Пока Петр, выскочивший следом за мной, с азартом ребенка карабкался по одной из машин, я вскрыл пакет. Внутри, помимо пачки технических отчетов, лежало письмо, написанное аккуратным, чуть наклонным почерком Изабеллы, которая стояла тут же – с легкой улыбкой посматривая на меня.
«Петр Алексеевич, – я невольно усмехнулся. – Проведя аудит расходов Инженерной канцелярии, я обнаружила в выстроенной вами финансовой системе критическую уязвимость».
Я оторвался от письма, взглянув на испанку. Уязвимость?
«Ваша модель, – продолжала она, – безупречно отслеживает крупные ассигнования. Однако она слепа к множеству мелких трат по графам „экспериментальные нужды“ и „непредвиденные расходы“. Каждая из них ничтожна, но, сливаясь в единый поток, они образуют значительный и неконтролируемый резерв. За последние три месяца этот „теневой бюджет“ составил сумму, достаточную для постройки и модернизации трех тягачей».
Я опустил письмо. Дошло. Она нашла дыру. Системную ошибку. Собрала то, что просачивалось сквозь пальцы, и пустила в дело. Это был сюрприз, вызов. Она отчиталась о проблеме – и привезла ее решение в виде трех многотонных стальных аргументов.
– … а вот тут, Государь, – донесся до меня возбужденный голос Федьки, который уже водил Петра по нутру машины, – мы поставили не четыре малых котла! На каждое из задних колес – свой! Тяга – звериная!
Петр, который прибыл с очередной инспекцией, вылез из люка, отряхивая с камзола сажу, и ушел с головой в осмотр монстров. Его глаза горели. Он обошел машину, постучал костяшками пальцев по утолщенной броне, качнул ее, навалившись всем телом. «Бурлак» стоял как влитой.
– Шесть катков… – пробормотал он, глядя на новую ходовую. – Смирнов! – его голос тут же обрел силу. – Он же теперь устойчивее скалы!
– Устойчивее, Государь, – подтвердил я, подходя ближе. – Центр тяжести ниже, база длиннее. Ход плавнее будет, и по вязкому грунту пойдет уверенней.
– Значит, и пушку выдержит! – выпалил он, и его взгляд впился в меня с азартом изобретателя, нащупавшего золотую жилу. – Сюда, на крышу! Трехфунтовую! А лучше – шестифунтовую! Представь, Смирнов! Это ж что за зверь получится! Чтобы у каждого курфюрста при виде наших черепах не только поджилки тряслись, но и замки их картонные сыпались!
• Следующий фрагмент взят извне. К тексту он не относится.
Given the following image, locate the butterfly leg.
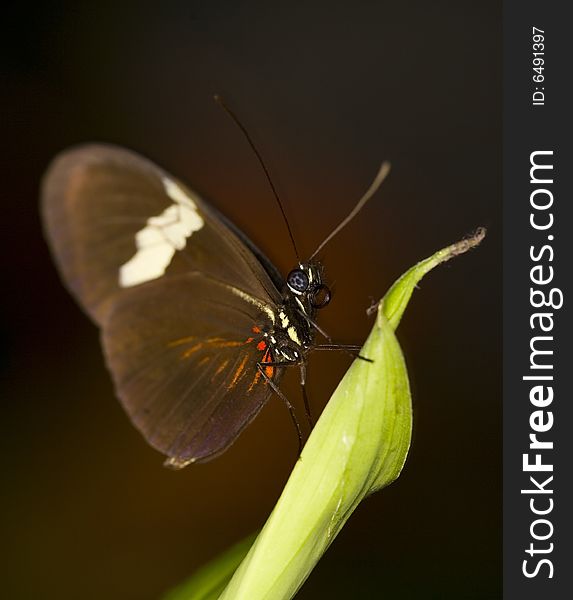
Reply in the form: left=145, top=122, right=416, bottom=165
left=310, top=344, right=374, bottom=362
left=300, top=361, right=314, bottom=430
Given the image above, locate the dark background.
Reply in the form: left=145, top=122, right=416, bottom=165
left=0, top=0, right=501, bottom=600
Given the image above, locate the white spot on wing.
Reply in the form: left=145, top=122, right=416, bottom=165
left=279, top=310, right=288, bottom=329
left=287, top=325, right=300, bottom=346
left=119, top=177, right=205, bottom=287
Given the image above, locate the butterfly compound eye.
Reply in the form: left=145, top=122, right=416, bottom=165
left=287, top=269, right=308, bottom=293
left=312, top=283, right=331, bottom=308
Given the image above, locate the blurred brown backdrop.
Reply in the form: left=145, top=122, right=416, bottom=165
left=0, top=0, right=501, bottom=600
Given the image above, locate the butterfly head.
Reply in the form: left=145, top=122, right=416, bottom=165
left=286, top=262, right=331, bottom=312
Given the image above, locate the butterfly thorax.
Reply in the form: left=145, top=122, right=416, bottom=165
left=256, top=263, right=330, bottom=363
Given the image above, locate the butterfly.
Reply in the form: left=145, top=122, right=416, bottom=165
left=41, top=135, right=384, bottom=468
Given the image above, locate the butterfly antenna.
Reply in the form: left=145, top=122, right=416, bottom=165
left=213, top=94, right=300, bottom=263
left=308, top=162, right=390, bottom=260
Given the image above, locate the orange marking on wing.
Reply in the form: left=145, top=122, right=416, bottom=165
left=181, top=342, right=203, bottom=358
left=262, top=348, right=275, bottom=379
left=227, top=354, right=249, bottom=390
left=167, top=335, right=195, bottom=348
left=211, top=359, right=229, bottom=381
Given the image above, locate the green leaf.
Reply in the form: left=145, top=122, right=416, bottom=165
left=163, top=229, right=485, bottom=600
left=163, top=533, right=257, bottom=600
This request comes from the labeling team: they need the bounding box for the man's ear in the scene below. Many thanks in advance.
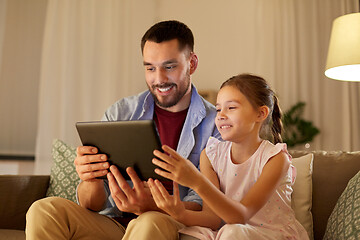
[190,52,199,75]
[258,105,269,122]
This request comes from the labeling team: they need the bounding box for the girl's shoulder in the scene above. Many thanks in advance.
[259,140,291,163]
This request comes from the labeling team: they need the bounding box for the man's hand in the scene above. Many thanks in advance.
[107,166,159,215]
[152,145,202,189]
[74,146,110,182]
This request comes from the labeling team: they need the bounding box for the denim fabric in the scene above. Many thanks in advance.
[100,85,221,217]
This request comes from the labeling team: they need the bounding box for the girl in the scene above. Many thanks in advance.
[148,74,308,239]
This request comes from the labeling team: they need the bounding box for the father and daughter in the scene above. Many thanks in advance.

Я мысленно застонал. Началось.
– Не выдержит, Государь, – устало ответил я. – Это тягач, а не лафет. Вся рама рассчитана на тяговое усилие, а не на ударный импульс от выстрела. Отдача ее просто разорвет на втором залпе. Да и центр тяжести поднимется так, что машина перевернется на первом же косогоре.
– Додумаешь! Укрепишь! – отмахнулся он, как от назойливой мухи. Его уже несло потоком собственной идеи. – Ты мне о зрелище думай! Мы въезжаем в Дрезден, а впереди три таких чудища, изрыгающих огонь! Вся Европа ахнет!
Он был прав в своем стремлении удивлять, но я уже думал о фураже для лошадей, о запасах угля, о ремонте в полевых условиях. Голова гудела от сотен деталей, и эта пушка была сейчас самой ненужной из них.
– Государь, да если понадобятся пушки, я их тебе на месте отолью! – раздраженно бросил я, сам не ожидая от себя этих слов. – Хоть в центре Гааги! Была бы медь да уголь под рукой…
Я замолчал, пораженный собственной фразой. Слова, брошенные в сердцах, вдруг натолкнули на интересную мысль, обретая вес и форму. На месте отолью. Мысль, мелькнувшая как искра, вдруг вспыхнула ослепительным пламенем, осветив совершенно новую перспективу. Не тащить с собой оружие. Тащить с собой возможность его создать. И не только его. Вообще все, что угодно.
Петр удивленно уставился на меня, собираясь возразить, но увидел что-то в моем лице. Я смотрел на эти огромные, устойчивые платформы и видел уже как воплощается идея. Государь может потребовать сотворить любое диво прямо на площади в Берлине. И я должен быть готов.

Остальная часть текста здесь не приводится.